Ein Beispiel für den so genannten "Streisand-Effekt": Der Versuch, die Verbreitung einer Information mit aller Kraft zu unterdrücken, führt zu einer deutlich stärkeren Verbreitung. Dies ist auch in diesem Fall zu beobachten: Baade erfährt eine große Welle der Solidarisierung, Jako dagegen wird (kurzzeitig) zum Hassobjekt der Netzgemeinschaft.

Die Diskussion um die Marke Jako hat nun also eine vollkommen neue Dimension erreicht. Die Kritik richtet sich dabei nicht allein gegen den Sportausrüster und seine Anwältin, sondern auch gegen den fehlenden rechtlichen Schutz für Blogger vor willkürlichen Abmahnwellen. Viele sehen die Meinungsfreiheit im Internet gefährdet.

Beim mittelständischen Sportausrüster aus dem württembergischen Hollenbach hat man den drohenden Imageschaden derweil erkannt. Seit Dienstag arbeitet man im Hintergrund an einer Lösung mit Baade, ließ bereits die angedrohte Vertragsstrafe fallen. „Sie meinten, die Forderung sei ein ganz normaler Vorgang. Der wäre sofort erledigt gewesen, wenn meine Anwälte geantwortet hätten, dass ich keinerlei Verantwortung für und Zugriff auf den genannten Nachrichten-Aggregator gehabt hätte“, berichtet Baade.

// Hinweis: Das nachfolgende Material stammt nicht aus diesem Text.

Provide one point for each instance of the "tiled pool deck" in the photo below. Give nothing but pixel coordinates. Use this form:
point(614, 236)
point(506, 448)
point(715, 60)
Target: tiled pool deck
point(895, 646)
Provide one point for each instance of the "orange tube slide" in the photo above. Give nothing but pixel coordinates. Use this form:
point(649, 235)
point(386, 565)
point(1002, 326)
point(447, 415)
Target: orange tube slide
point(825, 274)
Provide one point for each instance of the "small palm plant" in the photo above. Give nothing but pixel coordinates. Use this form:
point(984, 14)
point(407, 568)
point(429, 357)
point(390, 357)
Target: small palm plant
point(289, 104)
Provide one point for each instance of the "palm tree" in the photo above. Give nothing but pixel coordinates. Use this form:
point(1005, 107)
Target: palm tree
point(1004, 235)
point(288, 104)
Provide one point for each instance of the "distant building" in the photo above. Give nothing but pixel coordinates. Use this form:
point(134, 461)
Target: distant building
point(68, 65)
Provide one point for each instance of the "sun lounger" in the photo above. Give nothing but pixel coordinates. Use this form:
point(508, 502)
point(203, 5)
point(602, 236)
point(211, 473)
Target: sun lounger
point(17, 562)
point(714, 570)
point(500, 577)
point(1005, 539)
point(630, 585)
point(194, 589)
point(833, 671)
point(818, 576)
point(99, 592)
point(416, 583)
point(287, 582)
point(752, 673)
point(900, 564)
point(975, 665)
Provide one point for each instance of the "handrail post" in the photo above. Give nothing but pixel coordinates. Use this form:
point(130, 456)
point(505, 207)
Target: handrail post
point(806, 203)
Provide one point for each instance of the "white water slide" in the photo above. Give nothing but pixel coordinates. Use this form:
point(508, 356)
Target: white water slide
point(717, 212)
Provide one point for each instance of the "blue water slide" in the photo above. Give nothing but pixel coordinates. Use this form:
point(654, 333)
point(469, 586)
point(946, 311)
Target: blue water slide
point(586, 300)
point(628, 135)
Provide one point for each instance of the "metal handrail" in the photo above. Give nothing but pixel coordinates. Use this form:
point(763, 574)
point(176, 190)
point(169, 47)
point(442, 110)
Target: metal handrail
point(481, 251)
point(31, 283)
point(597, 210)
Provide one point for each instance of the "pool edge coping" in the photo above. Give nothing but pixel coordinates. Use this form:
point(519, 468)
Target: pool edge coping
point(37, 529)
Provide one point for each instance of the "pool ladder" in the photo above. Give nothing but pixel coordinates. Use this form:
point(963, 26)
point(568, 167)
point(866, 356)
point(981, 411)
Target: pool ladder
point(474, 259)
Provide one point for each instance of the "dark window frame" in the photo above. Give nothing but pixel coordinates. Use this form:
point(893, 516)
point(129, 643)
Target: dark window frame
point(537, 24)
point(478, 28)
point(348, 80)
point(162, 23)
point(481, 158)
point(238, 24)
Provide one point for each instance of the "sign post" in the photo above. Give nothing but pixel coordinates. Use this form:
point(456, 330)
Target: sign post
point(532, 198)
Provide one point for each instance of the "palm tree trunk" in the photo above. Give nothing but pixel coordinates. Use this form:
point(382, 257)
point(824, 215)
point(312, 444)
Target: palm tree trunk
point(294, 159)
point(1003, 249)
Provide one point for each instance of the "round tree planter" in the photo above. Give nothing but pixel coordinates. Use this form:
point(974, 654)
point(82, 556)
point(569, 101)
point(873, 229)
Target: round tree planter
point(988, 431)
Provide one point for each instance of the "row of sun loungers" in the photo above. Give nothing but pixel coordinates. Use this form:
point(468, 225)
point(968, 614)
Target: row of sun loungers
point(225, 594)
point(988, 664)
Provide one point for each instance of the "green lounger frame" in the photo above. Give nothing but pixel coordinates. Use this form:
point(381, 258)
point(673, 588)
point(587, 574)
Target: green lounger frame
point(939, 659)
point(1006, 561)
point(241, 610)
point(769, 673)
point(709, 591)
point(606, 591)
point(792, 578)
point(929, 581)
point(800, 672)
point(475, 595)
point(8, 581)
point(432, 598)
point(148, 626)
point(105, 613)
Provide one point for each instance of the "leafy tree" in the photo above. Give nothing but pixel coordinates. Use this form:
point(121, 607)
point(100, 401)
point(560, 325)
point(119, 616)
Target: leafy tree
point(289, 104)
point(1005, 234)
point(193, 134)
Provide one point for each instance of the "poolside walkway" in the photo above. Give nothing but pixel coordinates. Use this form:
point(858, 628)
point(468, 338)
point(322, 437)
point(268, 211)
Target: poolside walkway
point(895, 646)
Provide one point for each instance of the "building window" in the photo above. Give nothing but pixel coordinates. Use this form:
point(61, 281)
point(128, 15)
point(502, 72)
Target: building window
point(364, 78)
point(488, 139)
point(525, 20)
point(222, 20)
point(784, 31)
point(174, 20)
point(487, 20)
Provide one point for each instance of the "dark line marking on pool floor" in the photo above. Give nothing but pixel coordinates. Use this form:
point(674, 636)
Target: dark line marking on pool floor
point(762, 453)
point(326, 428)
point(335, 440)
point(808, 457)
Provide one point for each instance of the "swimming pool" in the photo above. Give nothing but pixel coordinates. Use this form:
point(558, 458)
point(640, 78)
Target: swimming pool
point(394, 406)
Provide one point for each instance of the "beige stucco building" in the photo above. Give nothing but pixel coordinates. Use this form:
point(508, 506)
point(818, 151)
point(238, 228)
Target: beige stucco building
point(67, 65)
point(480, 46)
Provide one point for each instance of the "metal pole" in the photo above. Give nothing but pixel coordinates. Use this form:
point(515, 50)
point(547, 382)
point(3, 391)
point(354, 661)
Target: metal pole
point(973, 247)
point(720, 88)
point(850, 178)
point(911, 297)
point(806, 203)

Darüber hinaus sei ihm auch angeboten worden, den noch ausstehenden Teil der Ursprungsforderung sowie eine Einigungsgebühr, die im Rahmen der Unterlassungserklärung zustande kam – zusammen knapp 1.500 Euro – zu tilgen. Allerdings solle Baade dafür einen neuen Beitrag auf seinen Blog stellen, in dem er das kooperative Verhalten der anderen Seite erwähnt.

Andrea Hay von der Jako-Pressestelle ließ mitteilen, dass man an einer gemeinsamen Stellungnahme mit Herrn Baade arbeite, womit wohl der Beitrag auf dessen Blog gemeint ist. Auf Anfrage antwortete sie zudem: „Der Sachverhalt, wie er derzeit auf diversen Internetseiten dargestellt ist, stimmt nicht.“ Für ausführlichere Informationen stand sie allerdings nicht zur Verfügung, genauso wenig, wie die Anwältin des Sportausrüsters, die zurzeit im Urlaub weilt.